Due to the simplistic and tasty success of my Ginger-Scallion Noodles (which is also in my green Super Shortcut book), I wanted to adapt this incredibly tasty and lighter dish into something even healthier featuring chicken and brown (or white) rice. Featuring a Cantonese ginger-scallion oil comprised of just a few basic ingredients and generally served with steamed chicken, I give you one of the easiest and most satisfying guilt-free meals known as Ginger-Scallion Chicken & Rice. Down 40 pounds in 3 months, it’s one of the key things I’ve been eating on my slimming journey and I am so excited to share it with you!
Make The Rice
Make the Ginger-Scallion Oil
Marry The Rice With The Oil
Add The Chicken
The Ginger-Scallion Chicken & Rice Taste Test
- 2 cups brown, white or jasmine rice, rinsed
- 2 cups broth of your choice or water
The Ginger-Scallion Oil
- 1 bunch scallions, roughly chopped
- 4-inch (approx) knob of ginger, peeled and roughly chopped
- 2/3 cup vegetable or avocado oil
- 2 teaspoons low-sodium soy sauce, tamari or coconut aminos
- 1/2 teaspoon kosher salt
- 1 pound of pre-cooked chicken (I like the grilled chicken strips from Costco) or rotisserie chicken meat
- Add the rinsed rice and broth (or water) to the Instant Pot. Stir until the rice is submerged in the liquid. Secure the lid, move the valve to the sealing position and hit Pressure Cook or Manual on High Pressure. Go for 15 minutes for brown rice and 3 minutes for white or jasmine rice. When done, allow a 10-minute natural release followed by a quick release.
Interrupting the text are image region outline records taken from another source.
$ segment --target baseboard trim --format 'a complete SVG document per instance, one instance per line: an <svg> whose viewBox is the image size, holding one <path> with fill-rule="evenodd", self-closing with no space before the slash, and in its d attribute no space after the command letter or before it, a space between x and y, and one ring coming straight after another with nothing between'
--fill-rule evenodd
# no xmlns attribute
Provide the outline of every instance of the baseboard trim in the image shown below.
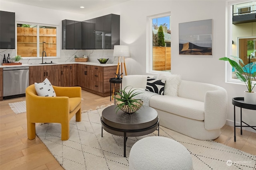
<svg viewBox="0 0 256 170"><path fill-rule="evenodd" d="M246 122L247 123L247 122ZM226 125L228 125L229 126L232 126L234 127L234 121L230 120L226 120ZM236 122L236 125L238 126L240 125L240 122ZM256 125L250 125L251 126L256 126ZM246 126L246 125L245 124L242 123L242 125ZM236 127L237 128L240 128L239 127ZM246 130L248 131L250 131L250 132L254 132L254 133L256 133L256 131L254 130L254 129L251 128L250 127L242 127L243 130Z"/></svg>

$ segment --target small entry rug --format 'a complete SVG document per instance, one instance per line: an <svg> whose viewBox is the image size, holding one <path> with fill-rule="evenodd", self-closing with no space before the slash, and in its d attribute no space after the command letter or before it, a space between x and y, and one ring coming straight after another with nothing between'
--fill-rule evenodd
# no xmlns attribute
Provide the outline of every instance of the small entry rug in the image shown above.
<svg viewBox="0 0 256 170"><path fill-rule="evenodd" d="M26 112L26 101L9 103L9 105L16 114Z"/></svg>
<svg viewBox="0 0 256 170"><path fill-rule="evenodd" d="M76 122L74 116L70 121L70 137L68 141L61 140L60 124L45 123L36 127L37 136L65 169L127 170L133 145L143 138L157 135L156 131L148 135L128 137L127 157L124 157L123 137L104 130L101 137L100 117L103 109L82 113L80 122ZM160 134L187 148L191 154L194 170L255 169L255 155L212 141L195 139L161 126ZM157 169L161 167L152 168Z"/></svg>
- Make the ginger-scallion oil by adding the roughly chopped ginger and scallion to a food processor. Blend until finely minced. Add the oil to a salad dressing shaker or large bowl, followed by the minced ginger and scallions, soy sauce and salt. Shake (or mix) until well combined.
- Pour the oil over the rice and add the chicken (see Jeff's Tips). Stir until well-combined and serve!
You can also sub chilled, cooked shrimp or chilled crab meat for the chicken!